日本の天気は、周辺にある性質の異なる「気団」の勢力争いによって形成される気圧配置に大きく左右されます。冬にはユーラシア大陸上でシベリア高気圧が発達し、日本列島の東側に低気圧が位置する「西高東低」の配置となります。これにより、大陸から冷たく乾燥した空気が北西の季節風として流れ込み、日本海側に降雪、太平洋側に乾燥した晴天をもたらします。

夏になると太平洋高気圧小笠原気団)が勢力を強め、日本の南側に高気圧、北側に低気圧が位置する「南高北低」の配置が典型的となります。この時期は暖かく湿った南東の季節風が吹き、蒸し暑い晴天が続きます。春や秋は、移動性高気圧温帯低気圧が交互に日本付近を通過するため、天気は数日周期で変化するのが特徴です。また、梅雨や秋雨の時期には、停滞前線が日本付近に居座る特有の配置が見られます。

コラム

気圧配置を正確に把握するためには、地上天気図等圧線分布だけでなく、気象衛星ひまわりによる観測データが不可欠です。衛星から得られる雲の分布画像と、地上での気圧の測定値を照らし合わせることで、低気圧の渦の構造や前線の活動状況を立体的に理解することが可能になります。特に等圧線の密度が高い(間隔が狭い)場所では気圧傾度が大きく、強い風が吹くという物理的な因果関係があります。

小学生のみなさんへ

気圧配置きあつはいちとは、空にある空気の重さ(気圧)が高い場所と低い場所が、地図のどこにあるかを表した「空気の地図」のようなものです。空気が重い場所を「高気圧」、軽い場所を「低気圧」と呼びます。

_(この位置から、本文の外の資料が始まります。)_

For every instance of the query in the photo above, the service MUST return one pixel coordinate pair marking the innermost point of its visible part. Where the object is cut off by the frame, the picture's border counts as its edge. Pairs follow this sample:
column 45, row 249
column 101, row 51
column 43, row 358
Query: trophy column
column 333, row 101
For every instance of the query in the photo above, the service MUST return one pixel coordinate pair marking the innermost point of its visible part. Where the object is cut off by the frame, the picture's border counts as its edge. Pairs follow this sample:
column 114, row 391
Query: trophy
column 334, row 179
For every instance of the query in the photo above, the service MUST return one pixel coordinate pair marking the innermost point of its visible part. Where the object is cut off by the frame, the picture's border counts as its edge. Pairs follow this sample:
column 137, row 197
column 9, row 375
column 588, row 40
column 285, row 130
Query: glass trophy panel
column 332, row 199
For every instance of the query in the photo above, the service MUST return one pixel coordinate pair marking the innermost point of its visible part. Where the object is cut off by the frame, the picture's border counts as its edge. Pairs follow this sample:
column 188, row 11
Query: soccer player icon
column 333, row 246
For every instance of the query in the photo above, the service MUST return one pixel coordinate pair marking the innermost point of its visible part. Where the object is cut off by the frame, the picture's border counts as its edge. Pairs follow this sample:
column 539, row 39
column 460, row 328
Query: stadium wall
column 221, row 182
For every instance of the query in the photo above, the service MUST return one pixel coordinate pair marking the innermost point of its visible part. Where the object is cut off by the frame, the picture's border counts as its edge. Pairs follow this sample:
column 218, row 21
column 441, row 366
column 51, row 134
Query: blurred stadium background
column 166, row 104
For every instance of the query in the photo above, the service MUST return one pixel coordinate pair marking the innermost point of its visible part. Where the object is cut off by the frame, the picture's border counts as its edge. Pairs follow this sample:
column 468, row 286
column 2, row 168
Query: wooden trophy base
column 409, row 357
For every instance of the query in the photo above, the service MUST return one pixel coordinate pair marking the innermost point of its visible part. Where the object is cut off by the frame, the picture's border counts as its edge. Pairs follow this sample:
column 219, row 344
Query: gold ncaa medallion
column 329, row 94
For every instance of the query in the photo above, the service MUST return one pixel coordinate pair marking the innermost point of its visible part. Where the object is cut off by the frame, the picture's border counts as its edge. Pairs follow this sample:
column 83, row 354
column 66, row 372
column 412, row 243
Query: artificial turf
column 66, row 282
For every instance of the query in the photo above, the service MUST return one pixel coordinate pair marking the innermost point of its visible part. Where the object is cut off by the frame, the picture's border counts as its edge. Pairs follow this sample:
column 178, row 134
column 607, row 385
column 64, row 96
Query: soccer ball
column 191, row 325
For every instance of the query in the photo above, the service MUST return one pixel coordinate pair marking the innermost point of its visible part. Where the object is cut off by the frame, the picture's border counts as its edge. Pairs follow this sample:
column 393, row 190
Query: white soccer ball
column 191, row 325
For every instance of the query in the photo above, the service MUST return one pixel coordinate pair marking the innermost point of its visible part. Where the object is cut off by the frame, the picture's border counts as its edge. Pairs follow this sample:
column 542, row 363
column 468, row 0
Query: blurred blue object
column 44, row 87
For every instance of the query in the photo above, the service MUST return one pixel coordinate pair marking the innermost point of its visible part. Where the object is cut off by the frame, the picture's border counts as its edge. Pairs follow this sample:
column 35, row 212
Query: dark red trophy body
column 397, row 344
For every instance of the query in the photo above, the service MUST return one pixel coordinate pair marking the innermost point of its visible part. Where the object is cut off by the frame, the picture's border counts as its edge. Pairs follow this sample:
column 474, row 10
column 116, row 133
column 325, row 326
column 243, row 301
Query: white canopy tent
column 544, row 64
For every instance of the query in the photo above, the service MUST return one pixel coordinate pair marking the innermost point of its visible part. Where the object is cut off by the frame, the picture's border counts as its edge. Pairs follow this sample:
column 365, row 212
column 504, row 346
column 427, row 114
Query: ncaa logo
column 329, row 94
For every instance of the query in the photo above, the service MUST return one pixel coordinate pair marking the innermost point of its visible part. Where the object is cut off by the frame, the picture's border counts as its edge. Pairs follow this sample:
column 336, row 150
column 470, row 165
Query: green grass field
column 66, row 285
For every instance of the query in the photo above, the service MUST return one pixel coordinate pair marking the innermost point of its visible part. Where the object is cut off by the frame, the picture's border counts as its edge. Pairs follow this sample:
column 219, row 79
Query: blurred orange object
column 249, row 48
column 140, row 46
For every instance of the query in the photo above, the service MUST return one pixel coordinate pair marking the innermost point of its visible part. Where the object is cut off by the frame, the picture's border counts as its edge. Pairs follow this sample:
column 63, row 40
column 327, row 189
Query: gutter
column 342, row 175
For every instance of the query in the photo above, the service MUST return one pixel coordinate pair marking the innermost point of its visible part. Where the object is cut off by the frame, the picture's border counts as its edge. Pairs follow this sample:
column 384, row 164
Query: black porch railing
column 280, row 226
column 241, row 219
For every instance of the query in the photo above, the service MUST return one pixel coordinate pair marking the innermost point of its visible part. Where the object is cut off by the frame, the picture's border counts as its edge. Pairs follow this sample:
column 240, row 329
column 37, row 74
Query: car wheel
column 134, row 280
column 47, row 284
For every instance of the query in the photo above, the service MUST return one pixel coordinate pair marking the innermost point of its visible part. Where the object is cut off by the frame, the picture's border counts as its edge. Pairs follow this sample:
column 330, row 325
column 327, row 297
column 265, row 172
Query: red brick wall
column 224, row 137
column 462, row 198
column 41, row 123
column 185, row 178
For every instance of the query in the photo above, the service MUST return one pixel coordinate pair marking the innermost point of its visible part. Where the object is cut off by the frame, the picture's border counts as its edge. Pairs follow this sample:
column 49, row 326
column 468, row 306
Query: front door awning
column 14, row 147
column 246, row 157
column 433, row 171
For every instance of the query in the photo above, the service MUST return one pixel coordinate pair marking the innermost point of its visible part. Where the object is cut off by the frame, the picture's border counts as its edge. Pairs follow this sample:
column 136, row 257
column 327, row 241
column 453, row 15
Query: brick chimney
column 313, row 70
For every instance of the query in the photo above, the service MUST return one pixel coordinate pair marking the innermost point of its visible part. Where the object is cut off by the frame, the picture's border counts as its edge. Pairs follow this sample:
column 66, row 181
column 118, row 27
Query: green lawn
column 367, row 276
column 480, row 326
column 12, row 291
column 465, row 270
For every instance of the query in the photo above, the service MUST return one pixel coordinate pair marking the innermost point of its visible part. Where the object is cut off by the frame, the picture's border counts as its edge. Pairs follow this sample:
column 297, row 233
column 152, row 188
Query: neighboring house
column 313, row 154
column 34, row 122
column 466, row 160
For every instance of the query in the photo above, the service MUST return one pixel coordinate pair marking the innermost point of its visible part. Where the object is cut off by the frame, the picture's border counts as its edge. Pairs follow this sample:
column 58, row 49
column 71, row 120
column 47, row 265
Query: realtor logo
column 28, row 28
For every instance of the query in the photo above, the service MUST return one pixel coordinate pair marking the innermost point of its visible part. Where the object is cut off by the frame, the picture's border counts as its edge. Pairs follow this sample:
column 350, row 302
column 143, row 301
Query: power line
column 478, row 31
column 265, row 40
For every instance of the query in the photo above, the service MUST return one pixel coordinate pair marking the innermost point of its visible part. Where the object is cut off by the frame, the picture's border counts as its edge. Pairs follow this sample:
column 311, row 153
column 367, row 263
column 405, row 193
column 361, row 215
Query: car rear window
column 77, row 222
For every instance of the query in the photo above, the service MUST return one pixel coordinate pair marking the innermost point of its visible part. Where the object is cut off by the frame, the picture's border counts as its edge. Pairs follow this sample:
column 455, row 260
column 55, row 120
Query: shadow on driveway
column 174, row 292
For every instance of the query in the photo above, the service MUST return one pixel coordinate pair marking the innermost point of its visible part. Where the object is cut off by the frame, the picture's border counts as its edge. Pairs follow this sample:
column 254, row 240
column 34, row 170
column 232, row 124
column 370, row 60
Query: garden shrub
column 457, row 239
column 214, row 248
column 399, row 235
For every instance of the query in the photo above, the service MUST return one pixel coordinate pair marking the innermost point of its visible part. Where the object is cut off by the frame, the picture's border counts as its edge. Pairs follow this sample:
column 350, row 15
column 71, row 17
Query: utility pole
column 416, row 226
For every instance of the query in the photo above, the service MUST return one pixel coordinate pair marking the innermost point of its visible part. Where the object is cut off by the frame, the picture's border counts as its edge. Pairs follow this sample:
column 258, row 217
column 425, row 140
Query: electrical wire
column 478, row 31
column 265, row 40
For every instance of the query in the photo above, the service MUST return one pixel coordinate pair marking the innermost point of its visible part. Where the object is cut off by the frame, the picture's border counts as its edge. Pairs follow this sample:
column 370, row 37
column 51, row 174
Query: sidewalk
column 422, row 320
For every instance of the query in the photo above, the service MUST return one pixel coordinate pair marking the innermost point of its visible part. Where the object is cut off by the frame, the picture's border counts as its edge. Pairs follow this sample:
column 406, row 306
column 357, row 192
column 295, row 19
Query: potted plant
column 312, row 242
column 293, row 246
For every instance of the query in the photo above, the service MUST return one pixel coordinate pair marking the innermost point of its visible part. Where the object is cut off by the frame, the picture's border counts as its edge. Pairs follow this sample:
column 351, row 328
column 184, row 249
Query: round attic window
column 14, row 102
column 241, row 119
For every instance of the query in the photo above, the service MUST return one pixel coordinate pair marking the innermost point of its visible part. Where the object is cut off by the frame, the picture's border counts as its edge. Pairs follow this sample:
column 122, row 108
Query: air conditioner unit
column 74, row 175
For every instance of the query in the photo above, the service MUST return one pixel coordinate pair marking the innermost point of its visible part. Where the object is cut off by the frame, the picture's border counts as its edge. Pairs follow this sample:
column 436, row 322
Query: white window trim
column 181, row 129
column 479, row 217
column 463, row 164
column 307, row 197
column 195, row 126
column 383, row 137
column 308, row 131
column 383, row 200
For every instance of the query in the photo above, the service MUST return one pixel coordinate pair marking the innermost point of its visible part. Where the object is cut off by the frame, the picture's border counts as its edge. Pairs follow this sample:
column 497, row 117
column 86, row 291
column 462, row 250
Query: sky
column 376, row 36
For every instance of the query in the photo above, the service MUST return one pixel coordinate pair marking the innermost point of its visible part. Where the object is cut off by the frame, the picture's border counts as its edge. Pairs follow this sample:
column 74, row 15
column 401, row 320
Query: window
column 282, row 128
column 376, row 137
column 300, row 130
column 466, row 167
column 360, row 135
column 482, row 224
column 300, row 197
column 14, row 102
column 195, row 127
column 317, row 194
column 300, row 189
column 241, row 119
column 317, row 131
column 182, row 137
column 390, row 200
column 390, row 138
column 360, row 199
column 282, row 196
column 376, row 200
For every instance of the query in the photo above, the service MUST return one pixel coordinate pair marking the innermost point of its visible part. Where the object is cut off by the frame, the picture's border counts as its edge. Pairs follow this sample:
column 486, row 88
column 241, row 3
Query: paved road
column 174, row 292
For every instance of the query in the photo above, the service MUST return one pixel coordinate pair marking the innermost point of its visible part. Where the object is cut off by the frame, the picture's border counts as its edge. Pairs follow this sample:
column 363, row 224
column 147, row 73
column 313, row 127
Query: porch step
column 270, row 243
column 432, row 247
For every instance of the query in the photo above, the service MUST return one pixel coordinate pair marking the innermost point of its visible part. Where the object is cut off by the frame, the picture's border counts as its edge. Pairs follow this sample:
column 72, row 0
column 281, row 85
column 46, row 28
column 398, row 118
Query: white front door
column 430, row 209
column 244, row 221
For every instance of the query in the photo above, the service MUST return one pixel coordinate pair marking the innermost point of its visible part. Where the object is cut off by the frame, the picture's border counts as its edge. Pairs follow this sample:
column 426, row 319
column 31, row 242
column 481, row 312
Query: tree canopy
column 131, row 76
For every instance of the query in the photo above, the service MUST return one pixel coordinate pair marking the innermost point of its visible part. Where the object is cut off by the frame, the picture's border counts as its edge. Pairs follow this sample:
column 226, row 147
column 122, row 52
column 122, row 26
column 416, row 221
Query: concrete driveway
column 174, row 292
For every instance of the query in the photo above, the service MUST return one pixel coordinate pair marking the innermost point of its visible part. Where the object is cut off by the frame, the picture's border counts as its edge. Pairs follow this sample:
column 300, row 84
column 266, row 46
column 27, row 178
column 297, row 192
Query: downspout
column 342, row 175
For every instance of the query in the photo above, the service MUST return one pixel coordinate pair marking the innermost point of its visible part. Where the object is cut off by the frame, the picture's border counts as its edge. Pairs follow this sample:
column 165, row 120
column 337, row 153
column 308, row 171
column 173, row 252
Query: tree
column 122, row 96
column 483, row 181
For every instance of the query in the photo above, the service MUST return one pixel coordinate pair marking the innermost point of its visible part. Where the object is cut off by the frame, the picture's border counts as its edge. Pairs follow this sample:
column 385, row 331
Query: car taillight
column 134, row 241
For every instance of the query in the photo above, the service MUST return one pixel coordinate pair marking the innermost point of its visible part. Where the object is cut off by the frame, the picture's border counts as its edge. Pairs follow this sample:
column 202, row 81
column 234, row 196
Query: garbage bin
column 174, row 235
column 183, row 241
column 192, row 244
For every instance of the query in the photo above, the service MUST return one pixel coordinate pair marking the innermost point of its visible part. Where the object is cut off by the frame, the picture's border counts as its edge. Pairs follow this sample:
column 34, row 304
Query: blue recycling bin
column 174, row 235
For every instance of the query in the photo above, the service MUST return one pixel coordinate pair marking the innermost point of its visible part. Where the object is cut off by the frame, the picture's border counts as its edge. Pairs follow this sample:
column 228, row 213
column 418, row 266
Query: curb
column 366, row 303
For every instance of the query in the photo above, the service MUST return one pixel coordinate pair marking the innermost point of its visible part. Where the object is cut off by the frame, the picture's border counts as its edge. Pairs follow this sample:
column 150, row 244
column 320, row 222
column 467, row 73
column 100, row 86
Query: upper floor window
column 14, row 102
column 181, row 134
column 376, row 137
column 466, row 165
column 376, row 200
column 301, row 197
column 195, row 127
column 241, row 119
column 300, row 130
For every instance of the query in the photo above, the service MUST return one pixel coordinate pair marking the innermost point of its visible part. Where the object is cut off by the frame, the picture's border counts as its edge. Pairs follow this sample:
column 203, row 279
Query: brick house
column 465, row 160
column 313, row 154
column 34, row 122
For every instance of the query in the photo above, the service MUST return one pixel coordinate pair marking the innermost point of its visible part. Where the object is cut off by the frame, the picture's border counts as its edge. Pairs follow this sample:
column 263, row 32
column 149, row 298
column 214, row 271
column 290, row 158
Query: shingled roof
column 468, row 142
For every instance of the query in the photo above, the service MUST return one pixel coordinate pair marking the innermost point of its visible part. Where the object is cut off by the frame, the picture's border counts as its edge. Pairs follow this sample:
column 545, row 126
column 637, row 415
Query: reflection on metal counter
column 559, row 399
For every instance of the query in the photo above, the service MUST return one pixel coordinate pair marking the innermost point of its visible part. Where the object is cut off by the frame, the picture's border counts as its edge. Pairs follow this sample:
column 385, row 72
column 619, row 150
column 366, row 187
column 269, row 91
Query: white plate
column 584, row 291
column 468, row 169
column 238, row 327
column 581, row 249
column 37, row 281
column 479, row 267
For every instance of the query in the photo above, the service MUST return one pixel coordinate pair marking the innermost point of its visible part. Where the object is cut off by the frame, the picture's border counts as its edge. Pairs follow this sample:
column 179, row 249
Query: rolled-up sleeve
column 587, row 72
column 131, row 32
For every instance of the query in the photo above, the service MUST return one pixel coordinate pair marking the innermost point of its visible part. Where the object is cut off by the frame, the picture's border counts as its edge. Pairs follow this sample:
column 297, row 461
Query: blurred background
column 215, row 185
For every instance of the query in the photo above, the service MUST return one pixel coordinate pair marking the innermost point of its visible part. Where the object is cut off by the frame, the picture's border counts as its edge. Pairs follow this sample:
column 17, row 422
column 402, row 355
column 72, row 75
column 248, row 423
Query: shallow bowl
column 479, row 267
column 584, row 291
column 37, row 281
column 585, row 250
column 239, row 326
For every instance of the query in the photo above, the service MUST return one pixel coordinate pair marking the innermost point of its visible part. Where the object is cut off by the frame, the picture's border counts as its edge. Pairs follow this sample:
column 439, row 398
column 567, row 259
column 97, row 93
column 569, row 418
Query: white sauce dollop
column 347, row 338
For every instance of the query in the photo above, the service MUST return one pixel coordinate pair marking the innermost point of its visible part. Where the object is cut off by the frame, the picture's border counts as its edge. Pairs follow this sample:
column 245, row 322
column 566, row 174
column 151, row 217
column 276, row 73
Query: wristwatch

日本には、季節ごとに決まった空気のならび方があります。たとえば、冬は西側に重い空気、東側に軽い空気がならぶ「西高東低せいこうとうてい」という形になり、冷たい風がふきつけます。夏は南側に重い空気がくる「南高北低なんこうほくてい」になり、とてもあつくなります。

このように、空気のならび方を見ることで、これからどんな風がふき、どんな天気になるのかを予想することができるのです。

ルラスタコラム

天気図にかかれている「等圧線とうあつせん」という線は、同じ気圧の場所をつないだものです。この線の間隔がせまいほど、風が強くふくというルールがあるんですよ。